Tipp: Weniger Zeug – weniger Versicherung!

Einen Vorteil für diejenigen, die in Deutschland wohnen, eine Hausratversicherung haben und benötigen, aber weniger Beiträge zahlen wollen:

Üblicherweise wird der Beitrag der Hausratversicherung nach Quadratmetern berechnet. Der Bund der Versicherten weist daraufhin, dass die Versicherungshöhe auch nach den konkreten Werten und nicht nur nach der Quadratmeterzahl ermittelt werden kann. Nähere Infos hier:

https://www.bundderversicherten.de/files/merkblatt/46-m-h-nmg.pdf

Um den Wert seines Hausrates ermitteln, kann man eine der folgenden Tabelle nutzen:

 

Das bedeutet: Ist z.B. die Wohnung nach einer Entrümpelungsaktion deutlich leerer als vorher und hat dann beispielsweise ältere bzw. einfachere Möbel, wenig oder kein Schmuck, keine hochwertige und teure Technik – dann stellt sich (neben der Überlegung, ob die Hausratversicherung dann überhaupt sein muss) die Frage: Kann der Versicherungsbeitrag gesenkt werden, obwohl die Wohnung gleich groß geblieben ist? Dies ist möglich, indem der Wert des Hausrates überhaupt erstmal ermittelt wird und die Versicherung dahingehend angepasst werden kann. Letztlich bedeutet das: weniger Zeug – weniger Versicherung. Viel (teures) Zeugs, viel Versicherung. Es bleibt aber dabei, dass man sich selbst erstmal bei den Versicherungen erkundigen muss, ob und was diese anbieten. Manche fordern eine Mindestversicherungsumme, andere nicht.

Noch eine Anmerkung: Ich gehöre nicht zu den Leuten, die alles und jedes versichern müssen! Ich habe jedoch auch konkret bei Familien erlebt, die ausgebrannt sind, wie es ist, wenn keine Hausratversicherung da ist.
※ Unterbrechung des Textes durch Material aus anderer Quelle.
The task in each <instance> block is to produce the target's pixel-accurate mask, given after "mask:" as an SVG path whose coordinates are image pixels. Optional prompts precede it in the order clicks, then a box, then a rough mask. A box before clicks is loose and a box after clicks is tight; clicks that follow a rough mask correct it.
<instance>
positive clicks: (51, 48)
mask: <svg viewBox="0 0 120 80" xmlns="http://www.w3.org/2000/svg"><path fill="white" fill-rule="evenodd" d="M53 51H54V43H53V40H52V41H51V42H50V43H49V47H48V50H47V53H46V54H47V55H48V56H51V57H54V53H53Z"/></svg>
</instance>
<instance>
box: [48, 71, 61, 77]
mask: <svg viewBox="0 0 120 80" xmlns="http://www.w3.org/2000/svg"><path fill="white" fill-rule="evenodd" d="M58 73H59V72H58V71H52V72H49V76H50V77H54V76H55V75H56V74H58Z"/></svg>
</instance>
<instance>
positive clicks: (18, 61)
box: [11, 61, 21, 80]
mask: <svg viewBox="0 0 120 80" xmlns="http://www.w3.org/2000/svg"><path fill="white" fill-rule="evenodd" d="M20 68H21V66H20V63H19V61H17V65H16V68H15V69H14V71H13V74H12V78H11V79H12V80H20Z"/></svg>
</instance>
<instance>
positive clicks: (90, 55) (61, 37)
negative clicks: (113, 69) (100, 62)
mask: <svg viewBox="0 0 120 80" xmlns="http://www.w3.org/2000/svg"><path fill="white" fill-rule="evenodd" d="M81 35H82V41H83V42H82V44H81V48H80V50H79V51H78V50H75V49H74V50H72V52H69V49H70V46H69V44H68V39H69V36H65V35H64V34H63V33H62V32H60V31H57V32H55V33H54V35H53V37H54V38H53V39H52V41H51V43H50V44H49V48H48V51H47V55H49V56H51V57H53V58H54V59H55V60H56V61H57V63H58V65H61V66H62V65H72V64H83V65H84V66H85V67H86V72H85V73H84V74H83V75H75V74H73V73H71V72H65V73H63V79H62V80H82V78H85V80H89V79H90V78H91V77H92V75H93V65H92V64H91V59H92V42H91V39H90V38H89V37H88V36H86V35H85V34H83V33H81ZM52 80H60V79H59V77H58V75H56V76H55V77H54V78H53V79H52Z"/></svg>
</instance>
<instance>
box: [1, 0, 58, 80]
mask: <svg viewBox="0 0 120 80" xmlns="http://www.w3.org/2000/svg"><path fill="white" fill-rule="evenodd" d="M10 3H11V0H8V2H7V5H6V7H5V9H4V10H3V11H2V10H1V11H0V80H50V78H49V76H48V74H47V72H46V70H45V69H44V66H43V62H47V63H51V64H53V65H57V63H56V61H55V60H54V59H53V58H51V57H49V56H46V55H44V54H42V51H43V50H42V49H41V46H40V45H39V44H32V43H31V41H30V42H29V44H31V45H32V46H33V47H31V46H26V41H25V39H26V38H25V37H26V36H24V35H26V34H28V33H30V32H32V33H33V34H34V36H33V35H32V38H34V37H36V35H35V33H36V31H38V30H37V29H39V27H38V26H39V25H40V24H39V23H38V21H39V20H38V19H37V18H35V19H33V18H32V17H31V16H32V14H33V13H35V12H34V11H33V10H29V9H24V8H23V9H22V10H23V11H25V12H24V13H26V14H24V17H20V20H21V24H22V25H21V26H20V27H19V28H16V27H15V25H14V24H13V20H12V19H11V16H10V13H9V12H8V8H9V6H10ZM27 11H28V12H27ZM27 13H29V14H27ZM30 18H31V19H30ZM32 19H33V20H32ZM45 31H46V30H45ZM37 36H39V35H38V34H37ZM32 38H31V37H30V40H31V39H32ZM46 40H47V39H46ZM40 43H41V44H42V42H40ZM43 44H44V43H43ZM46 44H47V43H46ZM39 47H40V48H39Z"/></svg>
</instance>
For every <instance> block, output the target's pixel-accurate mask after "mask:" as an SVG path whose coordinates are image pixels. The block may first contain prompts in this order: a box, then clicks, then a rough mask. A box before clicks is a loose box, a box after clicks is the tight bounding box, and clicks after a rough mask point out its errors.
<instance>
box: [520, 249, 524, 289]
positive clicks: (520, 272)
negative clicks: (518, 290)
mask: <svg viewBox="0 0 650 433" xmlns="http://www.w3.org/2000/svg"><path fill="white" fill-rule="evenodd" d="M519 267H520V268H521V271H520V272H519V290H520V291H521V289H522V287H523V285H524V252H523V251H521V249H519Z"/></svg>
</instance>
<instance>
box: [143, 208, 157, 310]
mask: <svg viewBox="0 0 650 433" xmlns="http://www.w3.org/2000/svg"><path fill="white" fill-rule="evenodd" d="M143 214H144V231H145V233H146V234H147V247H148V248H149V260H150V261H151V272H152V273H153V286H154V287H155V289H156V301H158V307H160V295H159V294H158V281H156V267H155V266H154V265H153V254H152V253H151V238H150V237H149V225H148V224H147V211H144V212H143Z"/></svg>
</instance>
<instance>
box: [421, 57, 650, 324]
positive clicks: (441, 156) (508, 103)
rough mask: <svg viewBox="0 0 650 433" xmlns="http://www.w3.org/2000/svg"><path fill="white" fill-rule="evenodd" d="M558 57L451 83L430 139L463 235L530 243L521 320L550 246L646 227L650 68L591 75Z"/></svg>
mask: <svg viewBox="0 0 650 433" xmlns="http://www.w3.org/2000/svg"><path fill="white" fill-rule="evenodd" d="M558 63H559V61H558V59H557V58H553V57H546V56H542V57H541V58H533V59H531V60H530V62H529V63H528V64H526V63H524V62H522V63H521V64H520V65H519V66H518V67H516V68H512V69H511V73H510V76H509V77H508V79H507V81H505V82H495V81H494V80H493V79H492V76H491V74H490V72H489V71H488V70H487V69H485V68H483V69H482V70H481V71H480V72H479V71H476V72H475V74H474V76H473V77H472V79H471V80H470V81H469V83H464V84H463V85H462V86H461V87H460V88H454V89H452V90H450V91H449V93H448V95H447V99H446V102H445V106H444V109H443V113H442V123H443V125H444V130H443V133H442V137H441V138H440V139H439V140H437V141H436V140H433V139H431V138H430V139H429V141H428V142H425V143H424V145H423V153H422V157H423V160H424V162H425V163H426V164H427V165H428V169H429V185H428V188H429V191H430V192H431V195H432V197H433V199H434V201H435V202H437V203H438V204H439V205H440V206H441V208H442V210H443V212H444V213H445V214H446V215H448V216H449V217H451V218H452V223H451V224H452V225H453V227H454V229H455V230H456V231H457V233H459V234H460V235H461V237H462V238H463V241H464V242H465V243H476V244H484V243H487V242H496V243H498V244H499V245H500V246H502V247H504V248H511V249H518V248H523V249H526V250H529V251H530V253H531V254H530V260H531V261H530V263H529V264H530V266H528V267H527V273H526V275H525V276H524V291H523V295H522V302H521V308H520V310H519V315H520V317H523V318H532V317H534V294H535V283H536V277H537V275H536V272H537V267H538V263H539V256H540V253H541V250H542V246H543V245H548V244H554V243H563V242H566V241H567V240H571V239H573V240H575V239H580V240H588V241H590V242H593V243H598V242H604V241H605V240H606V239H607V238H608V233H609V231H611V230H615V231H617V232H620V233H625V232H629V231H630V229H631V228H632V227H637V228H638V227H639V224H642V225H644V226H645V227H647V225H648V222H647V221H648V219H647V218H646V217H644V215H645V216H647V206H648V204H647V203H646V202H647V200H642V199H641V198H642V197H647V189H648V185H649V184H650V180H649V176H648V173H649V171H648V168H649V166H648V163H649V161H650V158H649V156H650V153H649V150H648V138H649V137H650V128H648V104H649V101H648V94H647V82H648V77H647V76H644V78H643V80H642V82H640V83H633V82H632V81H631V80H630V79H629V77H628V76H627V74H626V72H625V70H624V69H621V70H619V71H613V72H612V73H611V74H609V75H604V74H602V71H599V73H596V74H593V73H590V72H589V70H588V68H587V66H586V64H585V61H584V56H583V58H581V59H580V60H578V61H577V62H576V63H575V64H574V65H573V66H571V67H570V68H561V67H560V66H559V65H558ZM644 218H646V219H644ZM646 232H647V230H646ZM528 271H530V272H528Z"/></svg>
Neben den emotionalen Belastungen ist die praktische Seite zwar für eine einzelne erwachsene Person  irgendwie noch verkraftbar. Für Familien ist dies jedoch ein Desaster, für jedes Familienmitglied zumindestens die nötigsten Dinge wieder neu zu besorgen. Das, was nicht verbrannt ist, riecht dermaßen verkohlt, dass annähernd alles unbrauchbar wird – daran ändern leider auch ‘zig Spül- und Waschgänge nichts. Zum Glück passiert so etwas nicht oft, sollte aber aus meiner Sicht zumindestens für Familien auch nicht ganz außer Acht gelassen werden.